Awesome post Aaron Wong regarding how we experience post mortem tradition.
I think this is a great exercise in examining the built world and also due to geographic locational influence. Such areas like New Orleans or Key West build graves above ground to counter the flood plane and keep bodies from from being exhumed from the soil. Peter Eisenmen has designed a wonderful memorial for the murdered Jews in Germany that takes one on a path of education and reflection and Maya Lin through a procession of earth and engagement.
Though I have never been to Hong Kong to experience these sites. You really can feel the weight this has on the locale. I imagine the height plays into suffering one has gone through and the intermediate zone while awaiting placement.
Yes, I am new to OpenIDEO which is a great platform. I'm glad you brought up those two points regarding lack of space and age of graves.

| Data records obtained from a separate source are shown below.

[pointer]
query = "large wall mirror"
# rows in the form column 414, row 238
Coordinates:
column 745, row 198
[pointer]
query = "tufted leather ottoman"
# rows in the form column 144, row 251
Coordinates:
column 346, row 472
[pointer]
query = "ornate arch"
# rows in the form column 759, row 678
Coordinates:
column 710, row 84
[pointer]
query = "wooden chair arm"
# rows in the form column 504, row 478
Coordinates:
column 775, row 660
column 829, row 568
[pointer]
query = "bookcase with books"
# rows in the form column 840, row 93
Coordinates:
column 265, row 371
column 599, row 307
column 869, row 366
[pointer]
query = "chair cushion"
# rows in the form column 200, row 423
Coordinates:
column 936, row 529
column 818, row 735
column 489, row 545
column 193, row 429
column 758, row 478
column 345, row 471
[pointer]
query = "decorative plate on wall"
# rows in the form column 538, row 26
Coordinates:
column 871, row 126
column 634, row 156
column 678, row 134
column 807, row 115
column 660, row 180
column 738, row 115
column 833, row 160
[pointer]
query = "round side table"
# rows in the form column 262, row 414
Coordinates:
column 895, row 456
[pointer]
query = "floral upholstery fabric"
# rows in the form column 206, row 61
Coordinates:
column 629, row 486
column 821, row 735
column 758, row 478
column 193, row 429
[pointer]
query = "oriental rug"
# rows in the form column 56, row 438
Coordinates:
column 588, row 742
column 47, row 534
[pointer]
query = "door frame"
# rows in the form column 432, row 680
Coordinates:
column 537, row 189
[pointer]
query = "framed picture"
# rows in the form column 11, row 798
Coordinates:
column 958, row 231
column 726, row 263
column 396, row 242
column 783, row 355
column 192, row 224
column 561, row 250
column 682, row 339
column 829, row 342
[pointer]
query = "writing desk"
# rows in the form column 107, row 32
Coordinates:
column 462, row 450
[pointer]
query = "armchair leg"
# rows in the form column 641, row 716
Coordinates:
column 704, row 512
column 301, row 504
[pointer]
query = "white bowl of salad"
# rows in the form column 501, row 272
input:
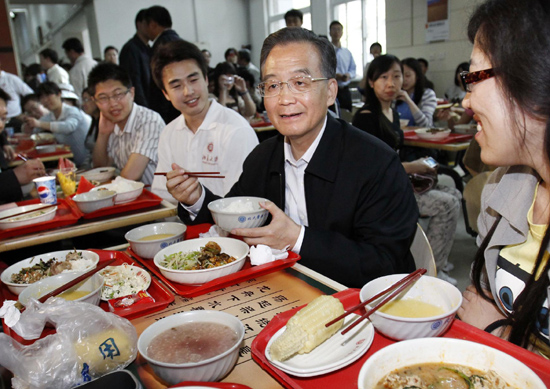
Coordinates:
column 123, row 280
column 197, row 261
column 28, row 271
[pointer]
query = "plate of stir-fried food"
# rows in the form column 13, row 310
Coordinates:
column 28, row 271
column 197, row 261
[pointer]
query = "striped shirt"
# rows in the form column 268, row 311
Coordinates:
column 344, row 64
column 141, row 136
column 424, row 117
column 70, row 128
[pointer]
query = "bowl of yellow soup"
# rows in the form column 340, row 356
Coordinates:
column 149, row 239
column 425, row 309
column 87, row 291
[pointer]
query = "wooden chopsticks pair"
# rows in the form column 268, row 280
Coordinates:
column 397, row 288
column 70, row 284
column 29, row 211
column 195, row 174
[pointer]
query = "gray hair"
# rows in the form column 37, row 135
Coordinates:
column 287, row 35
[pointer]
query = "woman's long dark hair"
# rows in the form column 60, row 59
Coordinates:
column 224, row 68
column 515, row 36
column 420, row 79
column 377, row 67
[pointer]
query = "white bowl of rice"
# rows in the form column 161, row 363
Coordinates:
column 173, row 258
column 86, row 260
column 238, row 212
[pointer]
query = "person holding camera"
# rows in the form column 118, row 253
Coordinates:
column 438, row 202
column 231, row 90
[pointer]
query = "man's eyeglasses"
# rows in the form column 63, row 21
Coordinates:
column 469, row 78
column 104, row 100
column 298, row 84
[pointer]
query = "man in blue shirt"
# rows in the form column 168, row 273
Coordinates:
column 345, row 65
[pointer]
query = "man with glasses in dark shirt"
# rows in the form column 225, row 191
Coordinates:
column 128, row 133
column 338, row 196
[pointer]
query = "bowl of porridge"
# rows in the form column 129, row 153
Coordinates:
column 192, row 346
column 238, row 212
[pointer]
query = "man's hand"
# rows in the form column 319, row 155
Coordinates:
column 418, row 167
column 187, row 190
column 28, row 171
column 281, row 232
column 32, row 122
column 105, row 125
column 9, row 152
column 477, row 311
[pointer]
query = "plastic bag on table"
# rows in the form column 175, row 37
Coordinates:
column 88, row 343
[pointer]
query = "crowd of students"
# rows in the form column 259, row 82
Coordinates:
column 339, row 196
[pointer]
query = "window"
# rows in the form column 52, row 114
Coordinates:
column 278, row 8
column 364, row 23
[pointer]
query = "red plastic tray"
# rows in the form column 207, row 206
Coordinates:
column 347, row 377
column 246, row 273
column 145, row 200
column 64, row 216
column 452, row 138
column 160, row 294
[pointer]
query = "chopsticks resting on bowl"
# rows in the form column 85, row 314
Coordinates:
column 397, row 288
column 70, row 284
column 89, row 273
column 29, row 211
column 195, row 174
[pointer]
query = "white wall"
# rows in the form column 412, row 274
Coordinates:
column 405, row 28
column 223, row 24
column 58, row 23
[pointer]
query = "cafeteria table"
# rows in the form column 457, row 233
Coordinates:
column 258, row 301
column 86, row 227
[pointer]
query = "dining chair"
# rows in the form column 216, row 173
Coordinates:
column 422, row 252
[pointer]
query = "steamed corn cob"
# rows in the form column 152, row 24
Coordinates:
column 306, row 330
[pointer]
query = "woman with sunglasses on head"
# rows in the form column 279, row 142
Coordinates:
column 508, row 92
column 415, row 102
column 442, row 204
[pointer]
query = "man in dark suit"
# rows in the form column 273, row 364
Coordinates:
column 338, row 196
column 159, row 30
column 135, row 58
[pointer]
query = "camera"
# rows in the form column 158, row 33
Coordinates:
column 431, row 162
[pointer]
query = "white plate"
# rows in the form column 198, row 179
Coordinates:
column 5, row 277
column 137, row 272
column 424, row 133
column 100, row 174
column 335, row 353
column 126, row 196
column 48, row 214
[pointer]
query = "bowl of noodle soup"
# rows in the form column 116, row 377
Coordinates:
column 499, row 370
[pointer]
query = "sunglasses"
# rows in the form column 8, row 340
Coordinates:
column 469, row 78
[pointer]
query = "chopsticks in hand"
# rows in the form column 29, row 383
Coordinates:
column 195, row 174
column 397, row 288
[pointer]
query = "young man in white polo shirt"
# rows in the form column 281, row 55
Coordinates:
column 207, row 136
column 128, row 133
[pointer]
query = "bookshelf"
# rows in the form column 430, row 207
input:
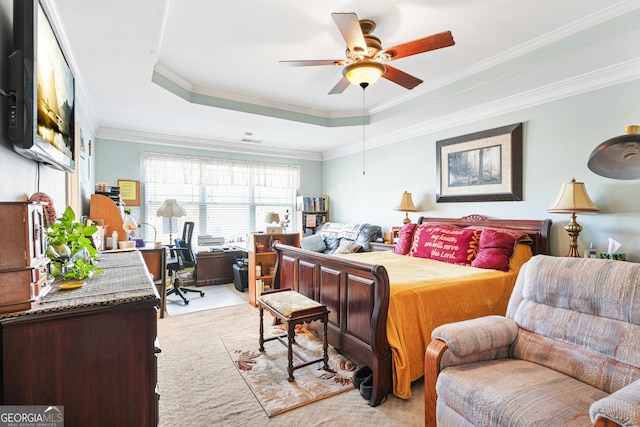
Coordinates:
column 259, row 255
column 311, row 212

I actually left out the first point in hopes someone would bring it up. The issue of re-settlement and what that can psychologically do to a family.
Two more issues I will touch on are somewhat, out of our control. One being unexpected death and second being intentional self inflicted. In this case, no one can possibly prepare to overcome this type of loss. Yet, I am sitting here wondering if there ever were a way to alleviate this, how would this happen. In a primitive way, there are "pop-up graves" you see along the side of the rode, shaping our landscapes, white bicycles chained nearby a fallen cyclist, etc. These nuances have developed over time and are a testament to design and paying respect.

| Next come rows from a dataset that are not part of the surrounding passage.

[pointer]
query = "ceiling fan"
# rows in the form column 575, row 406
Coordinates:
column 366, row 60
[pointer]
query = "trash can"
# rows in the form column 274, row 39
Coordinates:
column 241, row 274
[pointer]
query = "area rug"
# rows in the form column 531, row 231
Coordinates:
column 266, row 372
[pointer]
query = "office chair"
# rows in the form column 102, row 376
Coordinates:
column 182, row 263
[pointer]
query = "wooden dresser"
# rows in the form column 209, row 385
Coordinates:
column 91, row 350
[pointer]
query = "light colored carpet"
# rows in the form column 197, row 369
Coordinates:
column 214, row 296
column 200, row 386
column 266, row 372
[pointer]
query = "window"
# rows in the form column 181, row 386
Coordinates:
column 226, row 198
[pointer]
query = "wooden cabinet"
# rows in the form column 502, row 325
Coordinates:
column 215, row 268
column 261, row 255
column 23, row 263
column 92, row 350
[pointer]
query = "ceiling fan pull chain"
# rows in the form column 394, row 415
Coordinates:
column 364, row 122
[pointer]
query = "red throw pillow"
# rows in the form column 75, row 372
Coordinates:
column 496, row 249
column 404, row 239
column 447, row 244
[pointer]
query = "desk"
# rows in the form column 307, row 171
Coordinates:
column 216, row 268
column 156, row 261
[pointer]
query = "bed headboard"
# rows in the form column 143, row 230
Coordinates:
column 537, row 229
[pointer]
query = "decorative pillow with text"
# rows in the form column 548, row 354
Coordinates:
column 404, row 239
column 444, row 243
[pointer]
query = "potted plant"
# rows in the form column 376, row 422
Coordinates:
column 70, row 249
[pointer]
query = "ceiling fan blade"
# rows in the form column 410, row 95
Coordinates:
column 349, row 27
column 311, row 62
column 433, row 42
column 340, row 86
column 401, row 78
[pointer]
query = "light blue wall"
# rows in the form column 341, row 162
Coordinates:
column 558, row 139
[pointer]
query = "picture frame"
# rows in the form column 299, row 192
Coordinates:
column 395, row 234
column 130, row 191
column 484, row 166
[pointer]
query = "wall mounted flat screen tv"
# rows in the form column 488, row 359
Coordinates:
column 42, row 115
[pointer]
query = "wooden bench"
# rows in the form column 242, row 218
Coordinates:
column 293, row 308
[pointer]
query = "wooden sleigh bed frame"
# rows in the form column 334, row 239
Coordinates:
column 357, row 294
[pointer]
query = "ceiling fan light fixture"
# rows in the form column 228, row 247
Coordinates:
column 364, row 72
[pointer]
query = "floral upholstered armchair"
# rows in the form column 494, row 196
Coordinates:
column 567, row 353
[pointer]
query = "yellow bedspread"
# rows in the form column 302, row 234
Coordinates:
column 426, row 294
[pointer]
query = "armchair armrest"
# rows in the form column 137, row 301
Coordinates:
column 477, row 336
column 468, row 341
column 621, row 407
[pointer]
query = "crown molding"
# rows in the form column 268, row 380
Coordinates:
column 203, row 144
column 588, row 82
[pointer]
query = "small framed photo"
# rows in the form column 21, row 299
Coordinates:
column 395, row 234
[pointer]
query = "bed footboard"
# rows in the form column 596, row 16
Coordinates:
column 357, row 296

Great, and personal share. There is something to be said for nostalgia of reflecting on moments that have a large influence on you as you grow through life. The usage of the application in this instance is a great method to share these moments.
Something we widely study in architecture is mobility. Influential of architecture and design as people with disabilities or age move through the built environment. Often, architects also look into cemetery design,experience and programming. I recall when my grandfather was falling into Alzheimer's, it became increasingly difficult for him to move around, until eventually having an in house caregiver.
I am very interested to see what route this challenge takes on. Hopefully looking into the issues of connectivity, emotion, remembrance, and experience and perhaps even what roles technology can play for our aid.